Online Booking
Customers browse active movies, choose a showtime, select seats, add optional products, review the order, pay through the stub gateway, view orders, print tickets, and cancel eligible bookings.
This is a first-pass case study. The project is documented from the implemented MVP, SDS coverage, and available architecture diagrams.
Cinema booking and operational system built with Django
Silver Screen is a cinema booking and operations system covering the full path from customer movie discovery to ticket payment, POS order creation, showtime scheduling, and manager-controlled master data. The MVP is implemented with Django class-based views, service-layer business logic, Django templates, HTMX fragment swaps, and raw CSS.
The system supports four role groups: customer, staff counter, scheduler, and cinema manager. Each role has a separate operational surface while sharing the same core domain model for movies, studios, seats, showtimes, orders, tickets, products, add-ons, charges, and payments.
Explore the interface of Silver Screen. Select a role below to view screenshots from the deployment.
The product was built around cinema operations where online booking and onsite counter workflows need to share seat availability, ticket lifecycle rules, and order records without mixing their state transitions.

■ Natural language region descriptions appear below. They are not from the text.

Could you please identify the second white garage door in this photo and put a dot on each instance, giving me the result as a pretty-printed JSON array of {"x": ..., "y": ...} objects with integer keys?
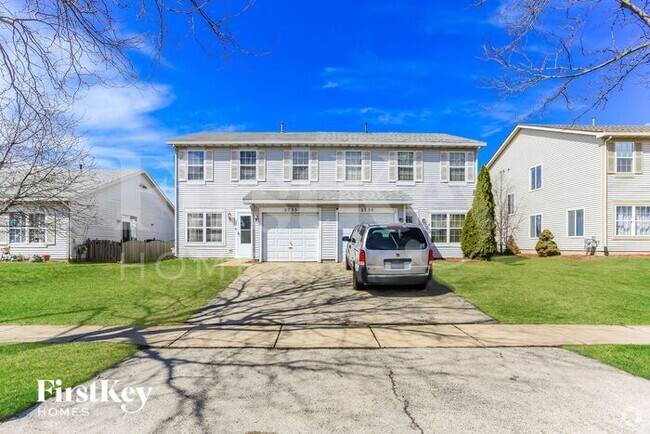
[
  {"x": 290, "y": 237},
  {"x": 347, "y": 222}
]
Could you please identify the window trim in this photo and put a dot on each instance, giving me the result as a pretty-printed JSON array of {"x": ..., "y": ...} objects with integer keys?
[
  {"x": 302, "y": 181},
  {"x": 412, "y": 167},
  {"x": 195, "y": 181},
  {"x": 345, "y": 167},
  {"x": 449, "y": 167},
  {"x": 575, "y": 223},
  {"x": 448, "y": 229},
  {"x": 204, "y": 241},
  {"x": 541, "y": 226},
  {"x": 25, "y": 236},
  {"x": 530, "y": 177},
  {"x": 247, "y": 181}
]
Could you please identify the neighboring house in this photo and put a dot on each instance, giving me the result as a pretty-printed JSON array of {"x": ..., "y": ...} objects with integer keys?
[
  {"x": 579, "y": 181},
  {"x": 293, "y": 196},
  {"x": 124, "y": 205}
]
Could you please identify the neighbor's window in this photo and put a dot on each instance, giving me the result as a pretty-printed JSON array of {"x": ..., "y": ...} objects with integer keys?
[
  {"x": 457, "y": 166},
  {"x": 405, "y": 160},
  {"x": 624, "y": 157},
  {"x": 300, "y": 160},
  {"x": 205, "y": 227},
  {"x": 536, "y": 177},
  {"x": 511, "y": 204},
  {"x": 439, "y": 228},
  {"x": 576, "y": 223},
  {"x": 535, "y": 225},
  {"x": 248, "y": 165},
  {"x": 353, "y": 165},
  {"x": 455, "y": 227},
  {"x": 195, "y": 165}
]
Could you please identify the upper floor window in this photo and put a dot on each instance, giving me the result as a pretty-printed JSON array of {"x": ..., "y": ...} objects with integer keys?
[
  {"x": 633, "y": 221},
  {"x": 536, "y": 177},
  {"x": 353, "y": 165},
  {"x": 457, "y": 166},
  {"x": 300, "y": 164},
  {"x": 247, "y": 165},
  {"x": 576, "y": 223},
  {"x": 624, "y": 157},
  {"x": 535, "y": 225},
  {"x": 405, "y": 163},
  {"x": 195, "y": 165},
  {"x": 26, "y": 228},
  {"x": 511, "y": 204}
]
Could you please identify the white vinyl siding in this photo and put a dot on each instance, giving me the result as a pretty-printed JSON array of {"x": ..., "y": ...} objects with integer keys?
[
  {"x": 535, "y": 225},
  {"x": 576, "y": 223}
]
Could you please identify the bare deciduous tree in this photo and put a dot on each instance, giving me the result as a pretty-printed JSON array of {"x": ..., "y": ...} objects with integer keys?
[
  {"x": 507, "y": 215},
  {"x": 582, "y": 49}
]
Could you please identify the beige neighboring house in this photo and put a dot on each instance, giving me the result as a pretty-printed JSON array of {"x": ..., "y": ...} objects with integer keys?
[
  {"x": 579, "y": 181},
  {"x": 126, "y": 205}
]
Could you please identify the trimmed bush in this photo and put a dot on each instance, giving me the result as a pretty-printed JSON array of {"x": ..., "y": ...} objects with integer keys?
[{"x": 546, "y": 246}]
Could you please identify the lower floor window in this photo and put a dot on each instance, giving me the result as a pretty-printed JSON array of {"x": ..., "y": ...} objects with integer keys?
[
  {"x": 633, "y": 221},
  {"x": 205, "y": 227},
  {"x": 576, "y": 223},
  {"x": 447, "y": 227},
  {"x": 535, "y": 225}
]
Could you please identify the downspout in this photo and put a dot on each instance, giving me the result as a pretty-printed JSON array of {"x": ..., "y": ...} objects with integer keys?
[{"x": 605, "y": 196}]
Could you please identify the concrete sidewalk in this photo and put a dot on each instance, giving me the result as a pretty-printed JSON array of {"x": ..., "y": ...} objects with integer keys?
[{"x": 318, "y": 336}]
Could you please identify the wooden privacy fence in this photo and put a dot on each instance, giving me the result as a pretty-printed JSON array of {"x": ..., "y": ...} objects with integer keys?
[{"x": 127, "y": 252}]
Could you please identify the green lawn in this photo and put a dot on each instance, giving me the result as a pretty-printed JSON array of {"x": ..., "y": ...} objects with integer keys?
[
  {"x": 595, "y": 290},
  {"x": 73, "y": 363},
  {"x": 167, "y": 292},
  {"x": 634, "y": 359}
]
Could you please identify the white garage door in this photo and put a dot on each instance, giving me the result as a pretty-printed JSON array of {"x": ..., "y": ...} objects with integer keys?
[
  {"x": 290, "y": 237},
  {"x": 347, "y": 222}
]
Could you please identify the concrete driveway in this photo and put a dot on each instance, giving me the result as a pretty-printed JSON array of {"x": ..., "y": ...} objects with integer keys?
[
  {"x": 411, "y": 390},
  {"x": 308, "y": 293}
]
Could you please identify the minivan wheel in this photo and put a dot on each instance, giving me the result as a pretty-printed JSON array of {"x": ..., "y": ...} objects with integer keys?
[{"x": 357, "y": 285}]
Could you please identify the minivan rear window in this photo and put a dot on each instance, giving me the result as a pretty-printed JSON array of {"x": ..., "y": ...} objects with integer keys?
[{"x": 395, "y": 239}]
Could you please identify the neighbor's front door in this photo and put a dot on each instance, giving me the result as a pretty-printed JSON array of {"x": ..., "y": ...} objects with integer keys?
[{"x": 244, "y": 236}]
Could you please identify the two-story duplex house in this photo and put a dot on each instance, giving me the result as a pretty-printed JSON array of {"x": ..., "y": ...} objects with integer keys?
[
  {"x": 292, "y": 196},
  {"x": 579, "y": 181}
]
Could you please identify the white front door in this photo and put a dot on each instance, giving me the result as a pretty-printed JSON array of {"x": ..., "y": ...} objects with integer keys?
[
  {"x": 347, "y": 222},
  {"x": 244, "y": 235},
  {"x": 290, "y": 237}
]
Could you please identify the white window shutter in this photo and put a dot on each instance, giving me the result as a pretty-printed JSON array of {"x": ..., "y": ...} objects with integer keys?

Customers browse active movies, choose a showtime, select seats, add optional products, review the order, pay through the stub gateway, view orders, print tickets, and cancel eligible bookings.
Staff create onsite orders only after payment, attach an optional customer account, print tickets immediately, view all orders, cancel eligible online orders, and complete pending refunds.
Scheduler users create jam tayang through a phased visual wizard. Runtime and end time are derived from the selected movie, and server-side validation blocks overlaps and past start times.
Managers maintain movies, products, studios, and immutable studio seat layouts. Inactive movies and products are hidden from customer booking and POS add-on selection.
Silver Screen uses Django apps split by responsibility. The cinema app owns the core
domain models, forms, routes, templates, services, admin registration, tests, and demo seed command.
The stub_payment_gateway app owns the provider-side dummy gateway model, gateway pages,
issue-payment endpoint, payment simulation views, and expiration behavior.
Business rules are intentionally kept in services instead of fat models. Online booking, payment callbacks, cancellation, onsite POS creation, scheduling, studio layout generation, and ID generation are coordinated through dedicated service modules so the class-based views remain focused on routing, permissions, forms, and template rendering.
The customer flow has four phases: seat selection, add-ons, review, and payment. Order drafts stay in the session until review confirmation. Confirming creates a pending online order, held tickets, an unpaid payment, optional add-ons, and a service charge.
Staff POS does not create pending or held records. After the customer pays at the counter, the system atomically creates a confirmed onsite order, paid payment, confirmed tickets, QR UUIDs, add-ons, and charges.
Unpaid online cancellations invalidate the provider-side gateway payment and release held seats. Paid confirmed cancellations move payment to refund pending. Used tickets block cancellation.
Each confirmed ticket receives a hard-to-guess QR UUID. The scanner is outside this Django app and is expected to share the same database, read the QR UUID, and mark the ticket as used.
The MVP does not integrate with a real payment processor. Instead, it includes a dedicated payment gateway stub that models provider-side payment issuance, virtual-account assignment, success simulation, expiration simulation, and callback delivery back into Silver Screen.
The internal Payment record is owned by Silver Screen, while the provider-side
GatewayPayment record is owned by the stub gateway. Final payment and order states are
sourced only from callbacks. Countdown displays in the app and gateway are visual; the authoritative
expiration behavior belongs to the gateway worker.
The domain model centers on movies, studio layouts, showtimes, orders, tickets, add-ons, charges, and
payments. Seat protection is enforced with a conditional uniqueness rule so a showtime and seat cannot
have more than one active ticket in HELD, CONFIRMED, or USED
state.
Online and onsite channels share the same order, ticket, and payment tables, but use different state paths. Online orders start pending with held tickets and unpaid payments. Onsite POS orders are created only after payment, so they enter the system already confirmed and paid.